Contacté à ce propos, le E.Leclerc de Quimper (donc dans la partie nord de la France), qui a été le premier hypermarché en 2015 à utiliser ce revêtement réflectif, n’a constaté en 8 ans « aucune incidence sur le chauffage ». Arnaud Florent, responsable de la transition écologique pour Électro dépôt qui a eu recours en mai à la méthode Cool-Roof dans un entrepôt basé dans les Hauts-de-France, affirme que la consommation de chauffage ne varie pas en fonction d’une journée ensoleillée ou d’une journée grise.
Même son de cloche du côté de Noël Jean-Fiacre, responsable maintenance du groupe pharmaceutique B. Braun qui a repeint deux toitures de ses laboratoires dans le secteur de Nancy :
« J’y avais pensé aussi, mais ça ne change rien en réalité.
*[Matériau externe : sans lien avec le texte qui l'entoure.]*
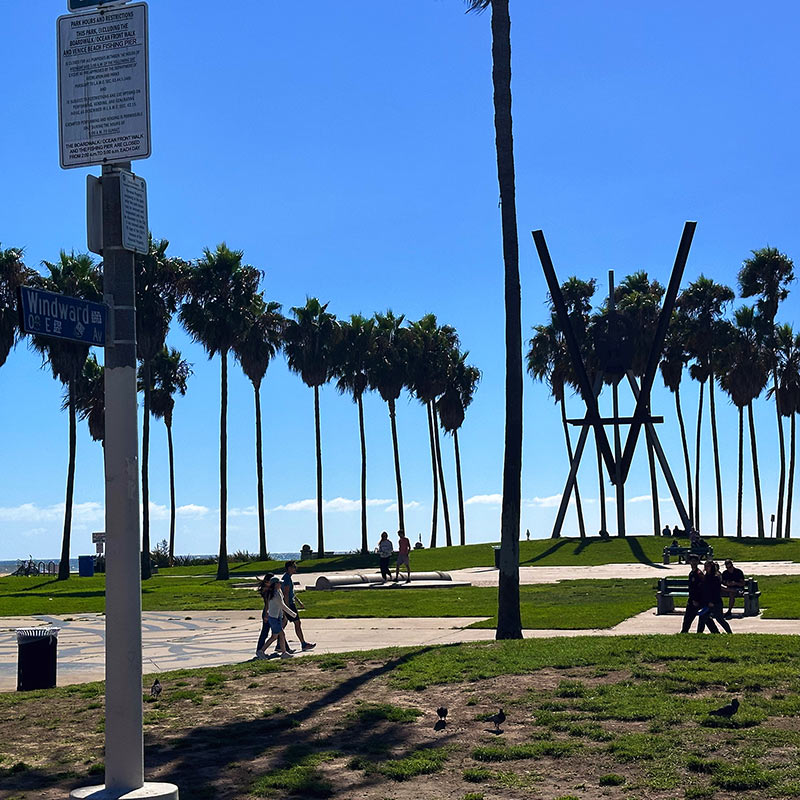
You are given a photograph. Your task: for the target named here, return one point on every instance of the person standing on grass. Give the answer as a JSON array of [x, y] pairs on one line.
[[272, 617], [385, 550], [733, 583], [403, 550], [712, 600], [292, 602]]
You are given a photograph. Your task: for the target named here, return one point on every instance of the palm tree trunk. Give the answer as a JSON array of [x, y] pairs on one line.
[[653, 484], [756, 477], [739, 491], [222, 564], [262, 524], [445, 506], [435, 513], [509, 621], [717, 476], [320, 533], [790, 489], [401, 525], [63, 564], [782, 451], [578, 504], [146, 572], [461, 518], [172, 507], [697, 460], [364, 542], [687, 465]]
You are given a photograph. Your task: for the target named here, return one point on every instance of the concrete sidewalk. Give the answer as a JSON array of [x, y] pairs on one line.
[[185, 640]]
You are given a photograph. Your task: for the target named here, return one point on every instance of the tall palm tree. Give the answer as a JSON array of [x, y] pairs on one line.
[[743, 375], [509, 621], [254, 350], [432, 349], [462, 381], [767, 275], [76, 276], [352, 377], [157, 294], [388, 374], [311, 340], [219, 292], [703, 302], [170, 372], [673, 362], [13, 274]]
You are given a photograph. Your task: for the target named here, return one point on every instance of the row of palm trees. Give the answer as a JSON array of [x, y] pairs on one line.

Le chauffage vient du sol et puis dans tous les cas, c’est la température extérieure qui va beaucoup jouer. »
Toiture végétalisée ou blanche ?
Gaëlle Vallée, déléguée technique au sein de la CSFE, s’inquiète de son côté d’impacts négatifs de la peinture blanche sur l’étanchéité de la membrane en-dessous : « On ne veut pas d’un toit qui fuite ou qui s’effondre. » Elle admet toutefois qu’aucun adhérent de la Chambre syndicale n’a eu pour le moment de problème de sinistre.
À Strasbourg, le Plan local d’urbanisme intercommunal (PLUI) oblige les promoteurs immobiliers à respecter « un certain quota de végétalisation » indique Françoise Schaetzel, vice-présidente en charge de l’urbanisme opérationnel à l’Eurométropole. Mais rien sur les toits blancs.
Le dernier rapport du GIEC indique pourtant (p992) un potentiel d’économie d’énergie presque deux fois plus important pour les « cool-roofs » (28 %) que pour les toits végétalisés (16 %). « La méthode est tout à fait intéressante et devrait être plus utilisée », reconnaît la vice-présidente. L’Agence américaine de la protection de l’environnement met de plus en évidence que cette technique est bien plus économique à mettre en place que les toits végétalisés.
Françoise Schaetzel précise que « lorsque l’Eurométropole choisit un urbaniste ou un architecte, elle demande que le bâtiment soit le plus clair possible ». Elle laisse miroiter que « le PLUI pourrait devenir plus prescriptif pour les toits blancs » comme il l’est pour les toitures végétalisées, lors de sa prochaine révision. Mais cette rectification se fait environ tous les 10 ans et la dernière date de 2019.